Breaking Down the Cost
Of the $1.2 trillion that the CBO projects will be spent on nuclear forces, $399 billion would be allocated for acquiring new missiles, bombers, and submarines and conducting nuclear warhead life-extension programs. The remaining $843 billion would fund sustainment of the current generation of forces and new forces once they entered service.
The projection includes the full cost of the long-range bomber leg of the triad, which has nuclear and non-nuclear missions, and an estimate of additional costs based on historical cost growth.
Annual costs are slated to peak at about $50 billion during the late 2020s and early 2030s. During this period, nuclear weapons would consume about 8 percent of total national defense spending and 15 percent of the Defense Department’s acquisition costs.
Options to Reduce Costs
The CBO report evaluates nine alternatives to the current sustainment and upgrade program that, if pursued, would reduce nuclear weapons spending. The report also measures the capability of the alternatives relative to that of the current program across four metrics: the number of warheads, crisis management, limited nuclear strikes, and large-scale nuclear exchanges.
As part of an option that would delay modernization, the CBO evaluated the cost savings from delaying the existing plan to build a new fleet of intercontinental ballistic missiles (ICBMs) and instead refurbishing the existing Minuteman III ICBM. The CBO projects this approach would save $37 billion over the next 20 years, when modernization costs are slated to be at their highest, and $17.5 billion over the next 30 years.
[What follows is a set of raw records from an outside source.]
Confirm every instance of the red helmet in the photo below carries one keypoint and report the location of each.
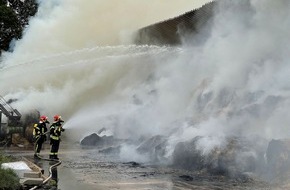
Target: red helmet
(57, 117)
(43, 118)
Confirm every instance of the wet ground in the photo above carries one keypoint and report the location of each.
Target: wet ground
(87, 169)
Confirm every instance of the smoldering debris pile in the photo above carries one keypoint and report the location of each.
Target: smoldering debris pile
(237, 158)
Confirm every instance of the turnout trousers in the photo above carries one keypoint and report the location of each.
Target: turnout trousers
(54, 148)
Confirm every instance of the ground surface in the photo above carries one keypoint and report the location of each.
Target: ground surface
(87, 169)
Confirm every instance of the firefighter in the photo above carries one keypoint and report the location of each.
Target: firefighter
(39, 134)
(55, 133)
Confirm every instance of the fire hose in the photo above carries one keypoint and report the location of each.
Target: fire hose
(58, 162)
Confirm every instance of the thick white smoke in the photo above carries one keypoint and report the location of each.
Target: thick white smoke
(76, 60)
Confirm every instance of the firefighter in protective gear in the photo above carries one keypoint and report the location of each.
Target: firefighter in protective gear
(55, 133)
(39, 134)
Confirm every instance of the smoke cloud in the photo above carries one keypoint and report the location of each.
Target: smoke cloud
(76, 59)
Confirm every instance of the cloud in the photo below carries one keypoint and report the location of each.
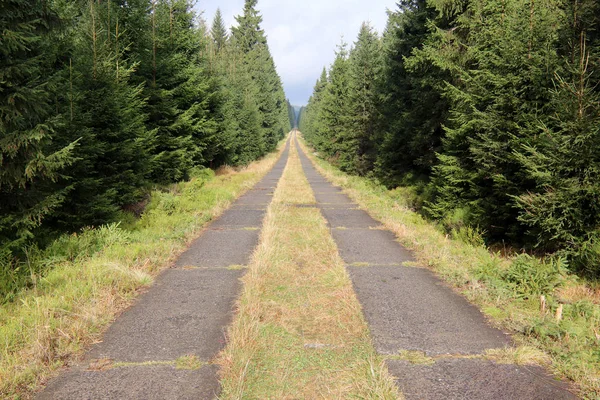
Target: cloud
(303, 35)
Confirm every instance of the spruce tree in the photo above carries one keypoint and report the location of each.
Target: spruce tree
(364, 97)
(28, 165)
(502, 91)
(336, 136)
(218, 31)
(250, 39)
(411, 90)
(106, 116)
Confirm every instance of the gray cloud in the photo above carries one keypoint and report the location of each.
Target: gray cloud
(303, 35)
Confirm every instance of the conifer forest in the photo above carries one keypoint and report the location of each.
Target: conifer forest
(485, 113)
(175, 223)
(102, 100)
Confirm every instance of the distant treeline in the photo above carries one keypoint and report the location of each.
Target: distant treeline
(489, 111)
(100, 100)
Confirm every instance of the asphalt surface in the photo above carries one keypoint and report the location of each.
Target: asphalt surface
(185, 313)
(410, 309)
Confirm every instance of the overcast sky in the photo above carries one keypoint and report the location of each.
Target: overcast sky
(303, 35)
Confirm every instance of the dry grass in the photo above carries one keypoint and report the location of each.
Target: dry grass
(50, 325)
(299, 330)
(571, 344)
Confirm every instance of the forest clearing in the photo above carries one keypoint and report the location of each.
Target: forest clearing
(173, 226)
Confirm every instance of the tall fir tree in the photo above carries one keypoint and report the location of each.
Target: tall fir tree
(364, 98)
(106, 116)
(28, 165)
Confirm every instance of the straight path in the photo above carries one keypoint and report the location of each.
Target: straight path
(162, 347)
(410, 309)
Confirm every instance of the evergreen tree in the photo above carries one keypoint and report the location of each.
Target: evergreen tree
(563, 211)
(364, 108)
(495, 109)
(411, 87)
(106, 116)
(250, 39)
(180, 93)
(218, 31)
(28, 166)
(335, 133)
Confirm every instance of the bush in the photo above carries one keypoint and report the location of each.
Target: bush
(531, 277)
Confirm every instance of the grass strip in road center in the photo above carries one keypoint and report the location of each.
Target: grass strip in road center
(299, 330)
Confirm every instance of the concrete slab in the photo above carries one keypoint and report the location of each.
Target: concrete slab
(135, 383)
(476, 379)
(372, 246)
(334, 206)
(186, 312)
(410, 309)
(254, 198)
(216, 248)
(349, 218)
(339, 198)
(239, 218)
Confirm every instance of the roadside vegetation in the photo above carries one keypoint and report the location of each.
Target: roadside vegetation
(299, 330)
(102, 101)
(538, 301)
(486, 113)
(80, 283)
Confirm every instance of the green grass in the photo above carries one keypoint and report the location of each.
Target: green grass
(508, 290)
(86, 279)
(299, 332)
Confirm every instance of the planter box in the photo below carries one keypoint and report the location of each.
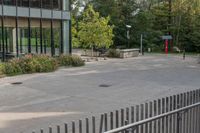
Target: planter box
(128, 53)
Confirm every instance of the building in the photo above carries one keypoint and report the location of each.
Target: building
(34, 26)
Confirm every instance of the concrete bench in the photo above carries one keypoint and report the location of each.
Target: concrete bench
(128, 53)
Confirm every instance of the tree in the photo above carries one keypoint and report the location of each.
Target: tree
(94, 31)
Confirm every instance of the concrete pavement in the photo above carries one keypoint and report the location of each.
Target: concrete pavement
(72, 93)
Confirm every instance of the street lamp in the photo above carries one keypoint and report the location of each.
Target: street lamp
(128, 34)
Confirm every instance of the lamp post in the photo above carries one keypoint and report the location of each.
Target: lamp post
(128, 34)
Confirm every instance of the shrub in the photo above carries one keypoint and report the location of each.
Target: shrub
(65, 60)
(70, 60)
(30, 64)
(2, 70)
(38, 63)
(77, 61)
(113, 53)
(45, 63)
(12, 67)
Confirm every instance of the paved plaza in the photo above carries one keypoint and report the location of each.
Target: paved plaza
(74, 93)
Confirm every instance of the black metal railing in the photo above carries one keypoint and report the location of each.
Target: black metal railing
(174, 114)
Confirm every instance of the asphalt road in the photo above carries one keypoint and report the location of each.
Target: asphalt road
(72, 93)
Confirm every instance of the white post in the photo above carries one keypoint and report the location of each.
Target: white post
(141, 44)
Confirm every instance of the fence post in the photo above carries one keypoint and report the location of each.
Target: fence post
(73, 127)
(66, 128)
(101, 124)
(117, 118)
(87, 125)
(58, 129)
(93, 125)
(80, 126)
(111, 120)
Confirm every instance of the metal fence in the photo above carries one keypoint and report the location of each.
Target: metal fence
(174, 114)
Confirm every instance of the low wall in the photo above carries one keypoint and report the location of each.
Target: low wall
(128, 53)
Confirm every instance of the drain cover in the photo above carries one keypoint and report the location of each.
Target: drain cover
(104, 85)
(16, 83)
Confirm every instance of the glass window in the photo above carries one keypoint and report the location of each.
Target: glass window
(46, 4)
(24, 3)
(35, 3)
(57, 36)
(10, 35)
(46, 36)
(65, 4)
(9, 2)
(23, 35)
(35, 36)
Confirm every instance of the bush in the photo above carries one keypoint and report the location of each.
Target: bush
(12, 67)
(70, 60)
(30, 64)
(77, 61)
(113, 53)
(65, 60)
(38, 63)
(2, 67)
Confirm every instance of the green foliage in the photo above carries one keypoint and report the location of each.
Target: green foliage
(95, 31)
(153, 19)
(113, 53)
(70, 60)
(12, 67)
(38, 64)
(30, 64)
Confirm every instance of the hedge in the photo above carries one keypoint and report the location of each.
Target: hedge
(38, 64)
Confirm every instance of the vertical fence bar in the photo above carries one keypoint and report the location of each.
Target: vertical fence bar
(132, 116)
(58, 129)
(194, 114)
(105, 122)
(155, 113)
(117, 119)
(178, 116)
(122, 117)
(87, 125)
(150, 115)
(73, 127)
(184, 113)
(188, 112)
(101, 124)
(80, 126)
(137, 117)
(127, 115)
(146, 116)
(93, 125)
(175, 115)
(198, 111)
(163, 111)
(111, 120)
(50, 130)
(66, 128)
(170, 117)
(159, 112)
(142, 117)
(167, 117)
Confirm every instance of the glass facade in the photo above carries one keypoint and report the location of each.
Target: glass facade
(46, 4)
(40, 35)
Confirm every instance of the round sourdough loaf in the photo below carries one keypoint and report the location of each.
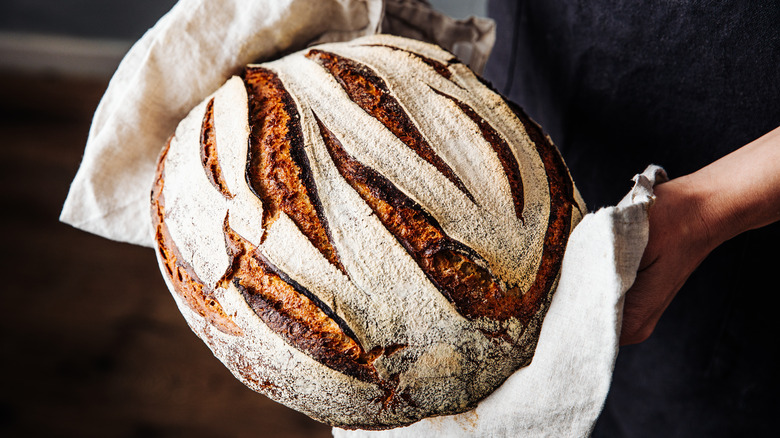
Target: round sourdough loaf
(364, 231)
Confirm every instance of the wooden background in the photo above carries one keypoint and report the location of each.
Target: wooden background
(92, 343)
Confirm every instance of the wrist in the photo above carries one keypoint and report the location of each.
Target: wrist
(738, 192)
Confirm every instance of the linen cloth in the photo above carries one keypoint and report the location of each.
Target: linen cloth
(192, 51)
(199, 44)
(562, 391)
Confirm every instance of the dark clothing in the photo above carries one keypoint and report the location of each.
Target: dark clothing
(681, 83)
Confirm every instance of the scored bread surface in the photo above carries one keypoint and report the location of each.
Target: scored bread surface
(364, 231)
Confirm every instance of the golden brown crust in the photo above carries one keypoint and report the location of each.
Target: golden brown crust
(450, 265)
(370, 92)
(278, 169)
(357, 311)
(186, 283)
(294, 313)
(208, 152)
(502, 150)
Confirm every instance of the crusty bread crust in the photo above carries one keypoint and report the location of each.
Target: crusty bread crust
(364, 231)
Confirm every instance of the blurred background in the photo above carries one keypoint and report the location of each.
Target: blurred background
(92, 343)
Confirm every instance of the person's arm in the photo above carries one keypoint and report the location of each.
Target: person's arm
(694, 214)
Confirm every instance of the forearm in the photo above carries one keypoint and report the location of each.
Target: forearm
(692, 215)
(738, 192)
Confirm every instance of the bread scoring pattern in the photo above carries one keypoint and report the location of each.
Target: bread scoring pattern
(376, 232)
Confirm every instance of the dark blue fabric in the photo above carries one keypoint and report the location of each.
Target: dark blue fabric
(619, 85)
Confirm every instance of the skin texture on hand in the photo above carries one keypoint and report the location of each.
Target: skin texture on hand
(694, 214)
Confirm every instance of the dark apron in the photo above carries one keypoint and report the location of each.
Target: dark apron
(619, 86)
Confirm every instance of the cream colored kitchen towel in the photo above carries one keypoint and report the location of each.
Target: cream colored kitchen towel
(562, 391)
(200, 43)
(192, 51)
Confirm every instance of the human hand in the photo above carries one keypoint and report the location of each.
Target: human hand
(694, 214)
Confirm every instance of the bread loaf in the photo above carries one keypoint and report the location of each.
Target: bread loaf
(364, 231)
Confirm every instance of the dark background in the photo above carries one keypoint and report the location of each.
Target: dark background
(92, 342)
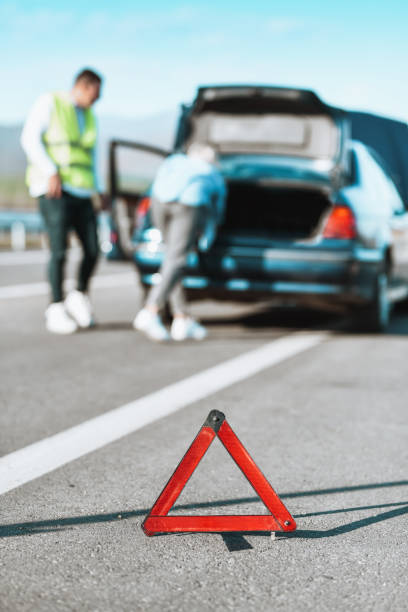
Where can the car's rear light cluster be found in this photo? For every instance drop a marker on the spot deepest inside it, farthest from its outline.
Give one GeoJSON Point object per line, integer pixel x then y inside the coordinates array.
{"type": "Point", "coordinates": [141, 210]}
{"type": "Point", "coordinates": [340, 224]}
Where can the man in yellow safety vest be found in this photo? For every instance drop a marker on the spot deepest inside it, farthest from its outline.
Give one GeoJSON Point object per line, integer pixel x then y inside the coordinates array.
{"type": "Point", "coordinates": [59, 138]}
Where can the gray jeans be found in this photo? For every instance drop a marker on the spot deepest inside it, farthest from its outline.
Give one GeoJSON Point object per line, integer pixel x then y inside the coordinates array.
{"type": "Point", "coordinates": [180, 226]}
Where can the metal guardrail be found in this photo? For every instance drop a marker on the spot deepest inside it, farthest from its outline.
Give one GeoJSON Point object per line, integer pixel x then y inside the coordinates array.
{"type": "Point", "coordinates": [17, 226]}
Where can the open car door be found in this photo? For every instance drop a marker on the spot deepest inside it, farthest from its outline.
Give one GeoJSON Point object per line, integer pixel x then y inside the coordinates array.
{"type": "Point", "coordinates": [132, 168]}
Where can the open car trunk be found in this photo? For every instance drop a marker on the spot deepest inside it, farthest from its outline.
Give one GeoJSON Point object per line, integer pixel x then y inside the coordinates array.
{"type": "Point", "coordinates": [260, 211]}
{"type": "Point", "coordinates": [273, 121]}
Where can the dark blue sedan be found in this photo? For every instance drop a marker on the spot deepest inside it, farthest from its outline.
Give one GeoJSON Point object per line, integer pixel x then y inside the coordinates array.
{"type": "Point", "coordinates": [312, 216]}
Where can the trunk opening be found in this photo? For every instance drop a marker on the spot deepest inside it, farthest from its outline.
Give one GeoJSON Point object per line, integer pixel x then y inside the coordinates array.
{"type": "Point", "coordinates": [273, 212]}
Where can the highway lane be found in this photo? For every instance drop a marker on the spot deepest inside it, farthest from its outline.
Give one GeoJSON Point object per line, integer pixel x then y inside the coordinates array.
{"type": "Point", "coordinates": [327, 426]}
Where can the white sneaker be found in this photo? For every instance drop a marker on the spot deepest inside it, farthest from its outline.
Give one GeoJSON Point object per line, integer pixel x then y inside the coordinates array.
{"type": "Point", "coordinates": [58, 321]}
{"type": "Point", "coordinates": [77, 305]}
{"type": "Point", "coordinates": [151, 325]}
{"type": "Point", "coordinates": [184, 328]}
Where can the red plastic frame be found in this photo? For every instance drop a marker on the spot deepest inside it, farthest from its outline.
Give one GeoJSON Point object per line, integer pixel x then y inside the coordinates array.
{"type": "Point", "coordinates": [158, 520]}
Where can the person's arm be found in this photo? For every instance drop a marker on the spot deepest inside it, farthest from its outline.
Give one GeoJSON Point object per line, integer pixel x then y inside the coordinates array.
{"type": "Point", "coordinates": [31, 140]}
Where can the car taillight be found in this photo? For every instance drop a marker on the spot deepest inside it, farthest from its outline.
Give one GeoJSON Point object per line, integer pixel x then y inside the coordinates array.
{"type": "Point", "coordinates": [340, 224]}
{"type": "Point", "coordinates": [143, 207]}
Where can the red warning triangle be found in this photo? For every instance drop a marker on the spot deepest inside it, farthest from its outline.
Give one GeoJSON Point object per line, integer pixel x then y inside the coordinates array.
{"type": "Point", "coordinates": [158, 521]}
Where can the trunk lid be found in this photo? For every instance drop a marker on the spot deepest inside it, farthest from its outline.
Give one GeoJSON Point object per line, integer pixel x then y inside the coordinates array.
{"type": "Point", "coordinates": [288, 124]}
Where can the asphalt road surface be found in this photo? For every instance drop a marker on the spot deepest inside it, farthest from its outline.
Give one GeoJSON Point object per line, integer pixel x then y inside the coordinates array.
{"type": "Point", "coordinates": [93, 425]}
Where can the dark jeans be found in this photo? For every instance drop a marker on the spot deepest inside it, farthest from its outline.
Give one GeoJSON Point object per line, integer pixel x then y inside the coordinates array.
{"type": "Point", "coordinates": [60, 216]}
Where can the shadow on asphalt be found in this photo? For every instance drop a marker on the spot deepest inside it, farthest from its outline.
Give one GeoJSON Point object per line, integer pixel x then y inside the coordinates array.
{"type": "Point", "coordinates": [234, 541]}
{"type": "Point", "coordinates": [268, 316]}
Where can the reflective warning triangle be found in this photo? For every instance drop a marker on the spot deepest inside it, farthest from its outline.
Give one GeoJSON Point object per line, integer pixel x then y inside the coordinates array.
{"type": "Point", "coordinates": [158, 521]}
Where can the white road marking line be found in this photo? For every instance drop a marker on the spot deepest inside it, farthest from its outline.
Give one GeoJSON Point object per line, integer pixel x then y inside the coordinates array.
{"type": "Point", "coordinates": [102, 281]}
{"type": "Point", "coordinates": [35, 460]}
{"type": "Point", "coordinates": [24, 258]}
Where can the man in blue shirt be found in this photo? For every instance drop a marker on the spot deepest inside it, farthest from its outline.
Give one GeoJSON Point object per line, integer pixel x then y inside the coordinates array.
{"type": "Point", "coordinates": [188, 199]}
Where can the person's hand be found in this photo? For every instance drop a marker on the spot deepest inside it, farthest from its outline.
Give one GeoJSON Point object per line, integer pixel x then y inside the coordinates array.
{"type": "Point", "coordinates": [54, 186]}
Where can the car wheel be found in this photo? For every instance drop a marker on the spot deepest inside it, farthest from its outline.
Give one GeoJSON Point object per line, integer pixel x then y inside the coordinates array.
{"type": "Point", "coordinates": [376, 316]}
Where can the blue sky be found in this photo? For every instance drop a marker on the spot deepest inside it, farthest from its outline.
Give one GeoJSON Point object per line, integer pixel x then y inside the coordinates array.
{"type": "Point", "coordinates": [154, 55]}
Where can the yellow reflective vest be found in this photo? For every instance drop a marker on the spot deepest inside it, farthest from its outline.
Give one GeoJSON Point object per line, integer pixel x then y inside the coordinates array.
{"type": "Point", "coordinates": [70, 150]}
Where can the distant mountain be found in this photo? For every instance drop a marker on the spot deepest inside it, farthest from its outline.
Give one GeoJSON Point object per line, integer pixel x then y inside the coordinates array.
{"type": "Point", "coordinates": [155, 129]}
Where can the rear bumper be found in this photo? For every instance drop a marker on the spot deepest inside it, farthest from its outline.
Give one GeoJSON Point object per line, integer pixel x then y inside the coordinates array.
{"type": "Point", "coordinates": [346, 276]}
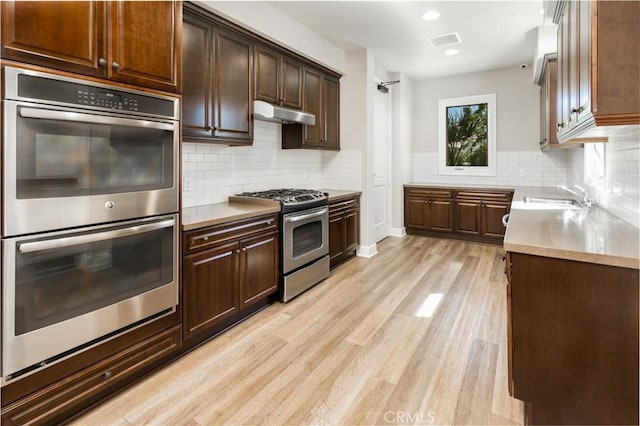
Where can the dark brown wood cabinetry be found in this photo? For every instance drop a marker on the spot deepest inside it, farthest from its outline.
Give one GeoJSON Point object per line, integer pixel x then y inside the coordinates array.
{"type": "Point", "coordinates": [226, 67]}
{"type": "Point", "coordinates": [278, 78]}
{"type": "Point", "coordinates": [217, 93]}
{"type": "Point", "coordinates": [471, 214]}
{"type": "Point", "coordinates": [130, 42]}
{"type": "Point", "coordinates": [344, 224]}
{"type": "Point", "coordinates": [321, 97]}
{"type": "Point", "coordinates": [227, 269]}
{"type": "Point", "coordinates": [573, 340]}
{"type": "Point", "coordinates": [52, 395]}
{"type": "Point", "coordinates": [598, 67]}
{"type": "Point", "coordinates": [429, 209]}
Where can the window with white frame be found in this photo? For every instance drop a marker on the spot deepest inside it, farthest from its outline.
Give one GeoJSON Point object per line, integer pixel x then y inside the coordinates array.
{"type": "Point", "coordinates": [467, 136]}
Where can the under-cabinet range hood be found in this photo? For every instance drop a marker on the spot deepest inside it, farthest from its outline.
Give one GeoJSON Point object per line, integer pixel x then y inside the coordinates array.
{"type": "Point", "coordinates": [268, 112]}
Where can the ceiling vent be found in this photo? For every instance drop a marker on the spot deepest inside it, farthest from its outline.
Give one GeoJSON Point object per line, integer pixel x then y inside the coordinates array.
{"type": "Point", "coordinates": [445, 40]}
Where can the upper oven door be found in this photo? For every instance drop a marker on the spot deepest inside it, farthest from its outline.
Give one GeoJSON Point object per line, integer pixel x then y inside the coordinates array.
{"type": "Point", "coordinates": [305, 237]}
{"type": "Point", "coordinates": [66, 167]}
{"type": "Point", "coordinates": [62, 290]}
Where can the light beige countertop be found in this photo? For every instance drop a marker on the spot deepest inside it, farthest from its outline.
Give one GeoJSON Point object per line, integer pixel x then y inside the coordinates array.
{"type": "Point", "coordinates": [338, 194]}
{"type": "Point", "coordinates": [460, 186]}
{"type": "Point", "coordinates": [586, 235]}
{"type": "Point", "coordinates": [213, 214]}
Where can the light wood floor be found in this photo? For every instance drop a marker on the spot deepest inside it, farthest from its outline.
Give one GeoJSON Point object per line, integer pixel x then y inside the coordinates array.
{"type": "Point", "coordinates": [351, 351]}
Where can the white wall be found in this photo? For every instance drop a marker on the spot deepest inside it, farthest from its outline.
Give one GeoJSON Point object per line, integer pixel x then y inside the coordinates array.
{"type": "Point", "coordinates": [621, 192]}
{"type": "Point", "coordinates": [519, 160]}
{"type": "Point", "coordinates": [517, 107]}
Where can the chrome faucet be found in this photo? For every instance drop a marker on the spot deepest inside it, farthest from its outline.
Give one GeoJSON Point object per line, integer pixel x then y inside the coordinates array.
{"type": "Point", "coordinates": [586, 199]}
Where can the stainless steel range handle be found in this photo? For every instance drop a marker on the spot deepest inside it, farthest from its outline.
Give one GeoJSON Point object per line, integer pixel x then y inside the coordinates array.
{"type": "Point", "coordinates": [93, 119]}
{"type": "Point", "coordinates": [92, 238]}
{"type": "Point", "coordinates": [299, 218]}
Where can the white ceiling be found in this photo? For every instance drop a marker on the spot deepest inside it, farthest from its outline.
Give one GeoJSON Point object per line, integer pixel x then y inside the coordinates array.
{"type": "Point", "coordinates": [495, 34]}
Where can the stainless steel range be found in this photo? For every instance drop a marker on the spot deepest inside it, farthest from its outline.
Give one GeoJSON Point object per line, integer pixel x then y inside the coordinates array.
{"type": "Point", "coordinates": [304, 259]}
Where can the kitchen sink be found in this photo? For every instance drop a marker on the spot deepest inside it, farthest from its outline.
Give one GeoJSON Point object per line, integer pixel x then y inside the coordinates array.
{"type": "Point", "coordinates": [543, 203]}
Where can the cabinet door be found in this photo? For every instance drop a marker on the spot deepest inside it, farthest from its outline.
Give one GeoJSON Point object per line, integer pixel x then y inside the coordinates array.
{"type": "Point", "coordinates": [331, 101]}
{"type": "Point", "coordinates": [232, 88]}
{"type": "Point", "coordinates": [351, 230]}
{"type": "Point", "coordinates": [67, 36]}
{"type": "Point", "coordinates": [312, 102]}
{"type": "Point", "coordinates": [572, 11]}
{"type": "Point", "coordinates": [259, 268]}
{"type": "Point", "coordinates": [563, 106]}
{"type": "Point", "coordinates": [197, 91]}
{"type": "Point", "coordinates": [146, 43]}
{"type": "Point", "coordinates": [440, 215]}
{"type": "Point", "coordinates": [210, 287]}
{"type": "Point", "coordinates": [336, 236]}
{"type": "Point", "coordinates": [468, 217]}
{"type": "Point", "coordinates": [492, 213]}
{"type": "Point", "coordinates": [291, 83]}
{"type": "Point", "coordinates": [267, 75]}
{"type": "Point", "coordinates": [583, 98]}
{"type": "Point", "coordinates": [416, 213]}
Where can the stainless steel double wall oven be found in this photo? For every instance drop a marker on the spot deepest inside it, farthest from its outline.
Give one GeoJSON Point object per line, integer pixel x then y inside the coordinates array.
{"type": "Point", "coordinates": [89, 215]}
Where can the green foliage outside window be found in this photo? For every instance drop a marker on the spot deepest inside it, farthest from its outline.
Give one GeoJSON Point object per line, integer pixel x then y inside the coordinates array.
{"type": "Point", "coordinates": [467, 135]}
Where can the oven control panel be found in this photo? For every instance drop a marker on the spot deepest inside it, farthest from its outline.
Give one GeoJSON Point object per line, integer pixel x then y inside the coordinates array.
{"type": "Point", "coordinates": [105, 99]}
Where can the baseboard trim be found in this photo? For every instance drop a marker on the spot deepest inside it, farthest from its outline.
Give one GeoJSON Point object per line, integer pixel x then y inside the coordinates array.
{"type": "Point", "coordinates": [398, 232]}
{"type": "Point", "coordinates": [367, 251]}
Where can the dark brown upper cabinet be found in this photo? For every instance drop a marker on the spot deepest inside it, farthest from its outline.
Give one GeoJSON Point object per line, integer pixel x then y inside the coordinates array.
{"type": "Point", "coordinates": [130, 42]}
{"type": "Point", "coordinates": [217, 92]}
{"type": "Point", "coordinates": [278, 78]}
{"type": "Point", "coordinates": [321, 97]}
{"type": "Point", "coordinates": [598, 68]}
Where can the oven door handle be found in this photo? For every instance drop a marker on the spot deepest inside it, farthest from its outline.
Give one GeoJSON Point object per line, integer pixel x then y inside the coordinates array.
{"type": "Point", "coordinates": [292, 219]}
{"type": "Point", "coordinates": [92, 238]}
{"type": "Point", "coordinates": [92, 119]}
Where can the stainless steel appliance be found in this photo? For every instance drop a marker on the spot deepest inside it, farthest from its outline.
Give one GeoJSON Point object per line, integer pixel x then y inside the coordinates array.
{"type": "Point", "coordinates": [89, 215]}
{"type": "Point", "coordinates": [68, 290]}
{"type": "Point", "coordinates": [78, 153]}
{"type": "Point", "coordinates": [304, 238]}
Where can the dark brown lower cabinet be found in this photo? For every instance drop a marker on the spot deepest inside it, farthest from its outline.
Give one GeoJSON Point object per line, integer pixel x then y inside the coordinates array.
{"type": "Point", "coordinates": [61, 399]}
{"type": "Point", "coordinates": [573, 340]}
{"type": "Point", "coordinates": [228, 269]}
{"type": "Point", "coordinates": [344, 223]}
{"type": "Point", "coordinates": [463, 213]}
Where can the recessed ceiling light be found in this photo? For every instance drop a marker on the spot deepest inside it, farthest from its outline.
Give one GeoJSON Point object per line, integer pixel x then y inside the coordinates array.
{"type": "Point", "coordinates": [430, 15]}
The Air Force argues that a new ICBM is necessary because the Minuteman III is aging into obsolescence and losing its capability to penetrate adversary missile defenses. (See ACT, March 2017.)
Another option would forgo the current plan to buy a new fleet of nuclear air-launched cruise missiles (ALCMs). The CBO projects that this would produce a 30-year savings of roughly $30 billion. According to the report, eliminating ALCMs would not impact the number of deployed, on alert, or survivable warheads, but would “would diminish the capability of U.S. nuclear forces, particularly for limited nuclear strikes.”
The CBO also examined options that would reduce the U.S. nuclear arsenal from a triad of delivery systems to a dyad. For example, eliminating the ICBM leg would save between $120 billion and $149 billion over 30 years. The CBO notes that such a step would reduce the capability of U.S. nuclear forces in the event of a large-scale nuclear exchange with Russia.